While we technically allow volatile functions in CHECK constraints, the
documentation [1] says:

PostgreSQL assumes that CHECK constraints' conditions are immutable,
that is, they will always give the same result for the same input row.

So the expectation is that CHECK only calls immutable stuff.
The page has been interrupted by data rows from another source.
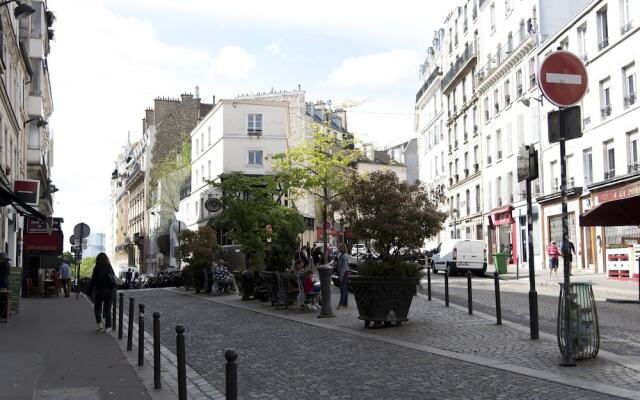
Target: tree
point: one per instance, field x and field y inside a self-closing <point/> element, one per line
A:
<point x="320" y="167"/>
<point x="394" y="215"/>
<point x="250" y="204"/>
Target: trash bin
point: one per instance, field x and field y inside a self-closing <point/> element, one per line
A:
<point x="585" y="333"/>
<point x="500" y="259"/>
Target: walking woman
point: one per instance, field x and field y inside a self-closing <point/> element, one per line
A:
<point x="103" y="281"/>
<point x="343" y="273"/>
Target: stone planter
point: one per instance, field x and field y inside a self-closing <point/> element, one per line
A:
<point x="383" y="300"/>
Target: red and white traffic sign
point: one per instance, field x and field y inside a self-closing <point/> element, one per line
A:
<point x="563" y="78"/>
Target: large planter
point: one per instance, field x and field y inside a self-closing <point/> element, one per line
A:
<point x="383" y="300"/>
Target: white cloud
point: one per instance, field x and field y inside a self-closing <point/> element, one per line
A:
<point x="233" y="62"/>
<point x="376" y="70"/>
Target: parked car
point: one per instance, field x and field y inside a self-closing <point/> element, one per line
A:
<point x="460" y="255"/>
<point x="358" y="249"/>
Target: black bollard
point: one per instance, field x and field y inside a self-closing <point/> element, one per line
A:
<point x="157" y="383"/>
<point x="113" y="312"/>
<point x="498" y="310"/>
<point x="232" y="375"/>
<point x="121" y="314"/>
<point x="469" y="298"/>
<point x="429" y="283"/>
<point x="446" y="287"/>
<point x="140" y="335"/>
<point x="130" y="326"/>
<point x="182" y="364"/>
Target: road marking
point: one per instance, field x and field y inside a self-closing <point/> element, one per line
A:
<point x="567" y="79"/>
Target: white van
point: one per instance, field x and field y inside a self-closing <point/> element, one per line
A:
<point x="460" y="255"/>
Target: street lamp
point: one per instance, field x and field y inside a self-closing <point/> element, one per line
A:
<point x="455" y="214"/>
<point x="22" y="10"/>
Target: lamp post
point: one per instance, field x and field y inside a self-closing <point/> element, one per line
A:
<point x="455" y="214"/>
<point x="22" y="10"/>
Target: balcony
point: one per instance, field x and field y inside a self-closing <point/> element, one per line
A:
<point x="427" y="84"/>
<point x="609" y="174"/>
<point x="463" y="62"/>
<point x="629" y="100"/>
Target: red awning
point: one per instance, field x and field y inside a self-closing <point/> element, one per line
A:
<point x="622" y="212"/>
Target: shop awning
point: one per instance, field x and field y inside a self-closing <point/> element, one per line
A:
<point x="621" y="212"/>
<point x="8" y="197"/>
[1] https://www.postgresql.org/docs/current/ddl-constraints.html

> Here is a completely different example concerning the way batches to different
> partitions are flushed per-partition resulting in out-of-order insertion:
>
> CREATE EXTENSION postgres_fdw;
>
> CREATE SERVER testserver1 FOREIGN DATA WRAPPER postgres_fdw;
> DO $d$
> BEGIN
> EXECUTE $$CREATE SERVER loopback FOREIGN DATA WRAPPER postgres_fdw
> OPTIONS (dbname '$$||current_database()||$$',
> port '$$||current_setting('port')||$$'
> )$$;
> END;
> $d$;
>
> CREATE USER MAPPING FOR CURRENT_USER SERVER loopback;
>
> create table itrtest (a int) partition by range (a);
> create table loct1 (a int check (a % 100 != 3));
> create foreign table remp1 (a int check (a % 100 != 3)) server loopback options (table_name 'loct1');
> create table loct2 (a int check (a % 100 != 3));
> create foreign table remp2 (a int check (a % 100 != 3)) server loopback options (table_name 'loct2');
> alter table itrtest attach partition remp1 for values from (1) to (100);
> alter table itrtest attach partition remp2 for values from (101) to (200);
>
> insert into itrtest values (1), (2), (101), (103), (3);
> truncate itrtest;
> alter server loopback options (add batch_size '3');
> insert into itrtest values (1), (2), (101), (103), (3);
>
> The first insert (non-batched) gives
>
> ERROR: new row for relation "loct2" violates check constraint "loct2_a_check"
> DETAIL: Failing row contains (103).
> CONTEXT: remote SQL command: INSERT INTO public.loct2(a) VALUES ($1)
>
> But the second insert (batched) gives
>
> ERROR: new row for relation "loct1" violates check constraint "loct1_a_check"
> DETAIL: Failing row contains (3).
> CONTEXT: remote SQL command: INSERT INTO public.loct1(a) VALUES ($1), ($2), ($3)
>
> This is because (103) is queued up in the batch and not actually inserted.
> There might be a more severe example than this, but I did not think too much
> about it.
>

I agree this is a bit annoying, because it makes the observed error a
bit unpredictable. But as long as it does not allow inserting rows
violating the CHECK constraint, I wouldn't call this a bug.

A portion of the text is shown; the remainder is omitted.